1986 Portuguese presidential election

1986 Portuguese presidential election

26 January 1986 (first round)
16 February 1986 (second round)
Turnout75.39% (first round) 9.00pp
77.99% (second round)
 
Candidate Mário Soares Diogo Freitas do
Amaral
Party PS CDS
Supported by:
Popular vote 3,010,756 2,872,064
Percentage 51.18% 48.82%


President before election

António Ramalho Eanes
Independent

Elected President

Mário Soares
PS

Presidential elections were held in Portugal on 26 January 1986, with a second round on 16 February.

This was closest presidential election ever held in Portugal and was won by the Socialist Mário Soares, who initially had no more than 8 percent in opinion polls.

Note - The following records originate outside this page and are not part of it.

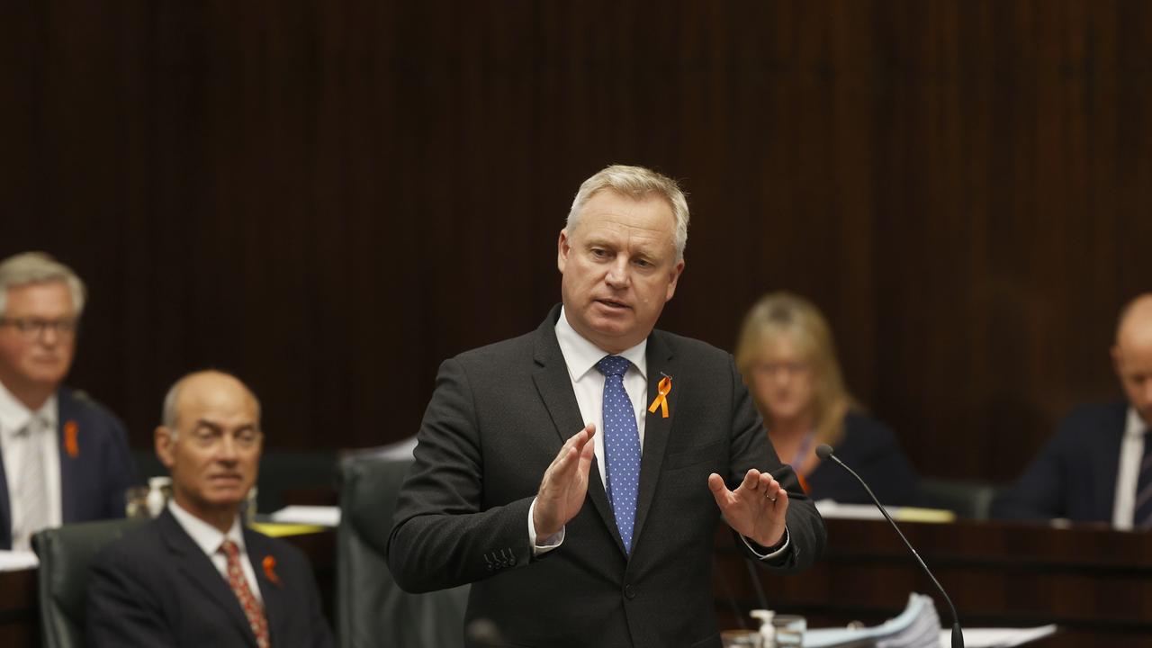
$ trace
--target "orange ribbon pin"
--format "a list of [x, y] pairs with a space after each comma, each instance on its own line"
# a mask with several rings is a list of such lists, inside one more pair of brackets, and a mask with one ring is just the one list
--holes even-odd
[[264, 557], [264, 575], [275, 585], [280, 585], [280, 577], [276, 575], [276, 559], [273, 556]]
[[657, 392], [659, 392], [659, 393], [657, 394], [655, 400], [653, 400], [652, 405], [649, 407], [649, 412], [653, 412], [654, 413], [655, 408], [659, 407], [660, 408], [660, 417], [661, 419], [667, 419], [668, 417], [668, 392], [672, 391], [672, 376], [668, 376], [666, 374], [664, 376], [664, 378], [660, 379], [660, 384], [657, 385], [655, 389], [657, 389]]
[[73, 459], [79, 457], [79, 442], [76, 439], [77, 432], [79, 432], [79, 425], [76, 424], [76, 421], [65, 423], [65, 450], [68, 451], [68, 457]]

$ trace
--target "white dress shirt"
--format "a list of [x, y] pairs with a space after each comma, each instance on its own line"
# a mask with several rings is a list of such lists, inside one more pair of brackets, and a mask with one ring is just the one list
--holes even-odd
[[223, 544], [225, 540], [236, 543], [236, 547], [240, 549], [240, 568], [244, 571], [244, 578], [248, 579], [248, 588], [252, 590], [252, 596], [262, 605], [264, 604], [264, 597], [260, 596], [260, 586], [256, 580], [256, 572], [252, 570], [252, 562], [248, 559], [248, 548], [244, 547], [244, 534], [240, 528], [240, 515], [236, 515], [236, 519], [232, 521], [232, 528], [225, 534], [181, 508], [175, 499], [168, 502], [168, 511], [172, 511], [172, 517], [176, 519], [180, 527], [188, 535], [192, 536], [192, 542], [212, 560], [217, 571], [223, 577], [225, 582], [228, 582], [228, 557], [225, 556], [223, 551], [220, 551], [220, 545]]
[[1144, 432], [1147, 425], [1136, 408], [1128, 407], [1124, 437], [1120, 442], [1120, 467], [1116, 470], [1116, 503], [1112, 510], [1112, 526], [1120, 530], [1132, 529], [1136, 514], [1136, 485], [1140, 479], [1144, 459]]
[[[35, 435], [20, 434], [33, 416], [41, 422]], [[48, 527], [59, 527], [63, 522], [60, 502], [60, 440], [56, 435], [59, 421], [56, 394], [48, 397], [48, 400], [33, 412], [18, 401], [3, 383], [0, 383], [0, 454], [3, 455], [5, 479], [8, 482], [9, 519], [14, 522], [22, 520], [24, 514], [23, 503], [15, 496], [14, 491], [17, 489], [13, 487], [23, 479], [22, 459], [31, 450], [28, 447], [29, 444], [36, 444], [40, 451], [44, 490], [48, 505], [46, 518]], [[13, 550], [30, 550], [31, 534], [26, 529], [13, 529]]]
[[[599, 362], [605, 355], [609, 355], [604, 349], [597, 347], [589, 340], [584, 339], [579, 333], [573, 329], [571, 324], [568, 323], [568, 317], [564, 315], [564, 308], [560, 308], [560, 318], [556, 319], [556, 341], [560, 342], [560, 353], [564, 356], [564, 364], [568, 367], [568, 378], [573, 383], [573, 391], [576, 393], [576, 405], [579, 406], [581, 417], [584, 420], [584, 424], [596, 423], [596, 436], [593, 437], [596, 447], [596, 462], [600, 469], [600, 482], [607, 483], [605, 477], [605, 460], [604, 460], [604, 374], [596, 368], [596, 363]], [[647, 400], [647, 338], [645, 338], [641, 344], [627, 348], [619, 354], [631, 363], [628, 371], [624, 372], [624, 391], [628, 392], [628, 400], [632, 404], [632, 409], [636, 414], [636, 430], [639, 432], [641, 440], [641, 454], [644, 454], [644, 422], [647, 414], [647, 407], [644, 402]], [[566, 438], [575, 435], [579, 430], [566, 431]], [[707, 489], [706, 483], [700, 484], [700, 488]], [[532, 500], [532, 505], [528, 510], [528, 536], [532, 542], [533, 552], [539, 556], [546, 553], [558, 547], [564, 541], [564, 529], [560, 529], [560, 533], [547, 538], [536, 537], [536, 525], [532, 521], [532, 513], [536, 511], [536, 500]], [[744, 544], [748, 544], [748, 538], [741, 536]], [[780, 549], [764, 555], [753, 549], [750, 544], [748, 545], [756, 556], [760, 559], [775, 558], [780, 556], [783, 551], [788, 549], [788, 529], [785, 529], [783, 543]]]

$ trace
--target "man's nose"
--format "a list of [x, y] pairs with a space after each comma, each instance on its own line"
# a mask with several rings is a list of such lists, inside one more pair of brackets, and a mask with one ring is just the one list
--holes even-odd
[[617, 258], [609, 268], [608, 274], [605, 277], [605, 281], [614, 288], [623, 288], [628, 286], [630, 279], [628, 274], [628, 259]]
[[40, 344], [46, 347], [56, 346], [60, 342], [60, 332], [56, 327], [48, 324], [47, 326], [40, 329]]

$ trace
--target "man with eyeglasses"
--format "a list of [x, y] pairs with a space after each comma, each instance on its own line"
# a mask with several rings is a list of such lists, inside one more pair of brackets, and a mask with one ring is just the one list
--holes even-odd
[[84, 284], [43, 253], [0, 263], [0, 549], [33, 533], [122, 518], [136, 465], [124, 427], [61, 385], [76, 352]]
[[263, 439], [236, 377], [198, 371], [168, 390], [156, 453], [173, 498], [93, 562], [86, 646], [332, 645], [308, 558], [241, 523]]

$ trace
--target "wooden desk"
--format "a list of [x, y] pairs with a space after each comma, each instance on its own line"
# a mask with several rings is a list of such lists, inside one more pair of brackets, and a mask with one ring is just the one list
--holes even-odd
[[[882, 520], [827, 520], [828, 549], [813, 570], [760, 572], [768, 604], [809, 617], [810, 626], [899, 613], [909, 592], [947, 604]], [[904, 535], [948, 590], [964, 626], [1056, 623], [1046, 647], [1152, 646], [1152, 534], [1102, 528], [1053, 529], [1007, 522], [903, 523]], [[718, 535], [718, 612], [735, 627], [725, 582], [742, 610], [757, 606], [746, 565], [730, 533]]]
[[0, 646], [40, 645], [36, 570], [0, 572]]

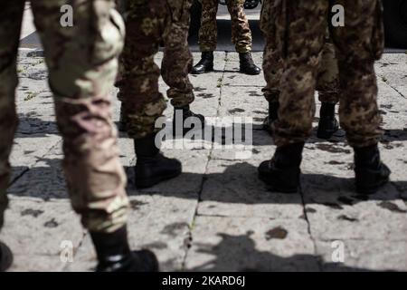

The first round was easily won by Freitas do Amaral, supported by all the right-wing parties. Soares advanced to the second round by beating the other two left-wing candidates: the former Prime-Minister Maria de Lourdes Pintasilgo, the first woman to be a candidate for the Portuguese presidency, and Salgado Zenha (supported by outgoing president António Ramalho Eanes, founder of the short-lived Democratic Renewal Party, and by the Portuguese Communist Party, whose candidate, Ângelo Veloso, left the race some days before the poll). Both these candidates supported Soares in the second round.

In the first round, Soares did not achieve the majority of the votes in any district, as the left-wing strongholds in the south of Portugal voted for Zenha due to his support from the Communist Party.

As results for the second round were counted, the urban vote, traditionally more left-wing, overcame the early lead of Freitas do Amaral by fewer than 140,000 votes, and Soares was sworn in as President on 9 March 1986, the first civilian to hold the post (not counting caretakers) in 60 years.

For 40 years this would be the only time a direct Portuguese presidential election was decided in a runoff, until 2026.